Rapid assessment of soil contamination by potentially toxic metals in the green spaces of Moscow megalopolis using the portable X-ray analyzer

Abstract

Purpose

Anthropogenic influence leads to significant changes in soil properties and functions. Soil contamination by potentially toxic metals is one of the major environmental problems in urban environments. Traditional soil monitoring methods, while accurate, are often costly and labor-intensive, making it challenging to capture the intricate spatial variations of pollutants in urban soils. Proximal sensing based on X-ray fluorescence (XRF) analysis is considered a cost-effective approach for rapid assessment of soil contamination. The assessment accuracy depends on soil properties (e.g., texture, moisture, organic matter content) and detection limits for different elements. The research aimed to test a portable XRF analyzer for the assessment of soil contamination by potentially toxic metals in green zones of Moscow megalopolis.

Materials and methods

Initially, Olympus Vanta C pXRF was calibrated using artificially contaminated soil mixtures by Ni, Cu, Pb, Zn, and Cd, representing a diversity of urban soils in Moscow. Linear regression was used to compare pXRF results with the ICP-OES method, and regression coefficients were used to set correction factors (k) for observed potentially toxic metals based on soil properties.
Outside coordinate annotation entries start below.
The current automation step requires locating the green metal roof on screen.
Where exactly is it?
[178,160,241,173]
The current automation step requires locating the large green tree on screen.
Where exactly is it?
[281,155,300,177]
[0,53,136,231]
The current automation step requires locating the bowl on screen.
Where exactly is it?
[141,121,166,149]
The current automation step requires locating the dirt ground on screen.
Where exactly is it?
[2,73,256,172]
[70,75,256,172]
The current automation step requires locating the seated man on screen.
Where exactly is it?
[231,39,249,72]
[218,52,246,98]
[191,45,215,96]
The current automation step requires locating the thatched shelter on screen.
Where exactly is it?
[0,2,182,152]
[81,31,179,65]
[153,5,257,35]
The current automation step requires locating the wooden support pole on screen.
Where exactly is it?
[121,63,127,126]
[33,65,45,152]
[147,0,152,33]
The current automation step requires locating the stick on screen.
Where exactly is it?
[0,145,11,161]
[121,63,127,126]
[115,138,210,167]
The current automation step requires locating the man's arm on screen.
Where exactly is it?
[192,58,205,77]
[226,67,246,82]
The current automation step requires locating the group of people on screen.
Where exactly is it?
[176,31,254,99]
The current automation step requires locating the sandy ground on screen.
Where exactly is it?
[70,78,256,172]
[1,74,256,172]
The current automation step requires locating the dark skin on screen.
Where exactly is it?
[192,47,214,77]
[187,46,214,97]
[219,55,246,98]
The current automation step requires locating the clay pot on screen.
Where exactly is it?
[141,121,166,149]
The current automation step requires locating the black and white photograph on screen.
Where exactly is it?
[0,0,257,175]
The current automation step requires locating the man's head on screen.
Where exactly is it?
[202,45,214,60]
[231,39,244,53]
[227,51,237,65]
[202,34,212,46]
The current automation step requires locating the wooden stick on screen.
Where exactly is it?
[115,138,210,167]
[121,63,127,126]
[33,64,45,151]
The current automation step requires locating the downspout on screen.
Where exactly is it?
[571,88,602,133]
Subsequently, the spatial mapping accuracy of topsoil contamination in three distinct green areas was assessed using pXRF (with and without correction factors) based on ICP-OES reference concentrations.

Results

The calibrated pXRF showed high accuracy for Pb (R² = 0.94, b = 0.91, p < 0.05), Cu (R² = 0.95, b = 0.95, p < 0.05), and Zn (R² = 0.95, b = 1.04, p < 0.05), moderate accuracy for Ni (R² = 0.68, b = 0.77, p < 0.05), and limited accuracy for Cd (p > 0.05) on a typical urban contamination level due to its high detection limit. Spatial variability in soil contamination was determined by comparison to the health thresholds (approximate permissible concentration and pollution indices), and the areas subjected to land-use restrictions were identified based on the regional environmental regulations. When calibrated by correction factors, mapping accuracy based on pXRF approached that of ICP-OES (in the range of 10%) for Ni, Cu, and Pb in major parts of the areas.

Conclusion

The study revealed that uncorrected pXRF measurements overestimated contamination. When tailored to specific urban soil conditions, pXRF offers a viable, cost-efficient alternative for assessing soil contamination. The developed approach improved the accuracy and reliability of local soil contamination maps by capturing spatial patterns ignored by conventional methods which is essential to optimize costs of soil rehabilitation and sustainable management of urban soils.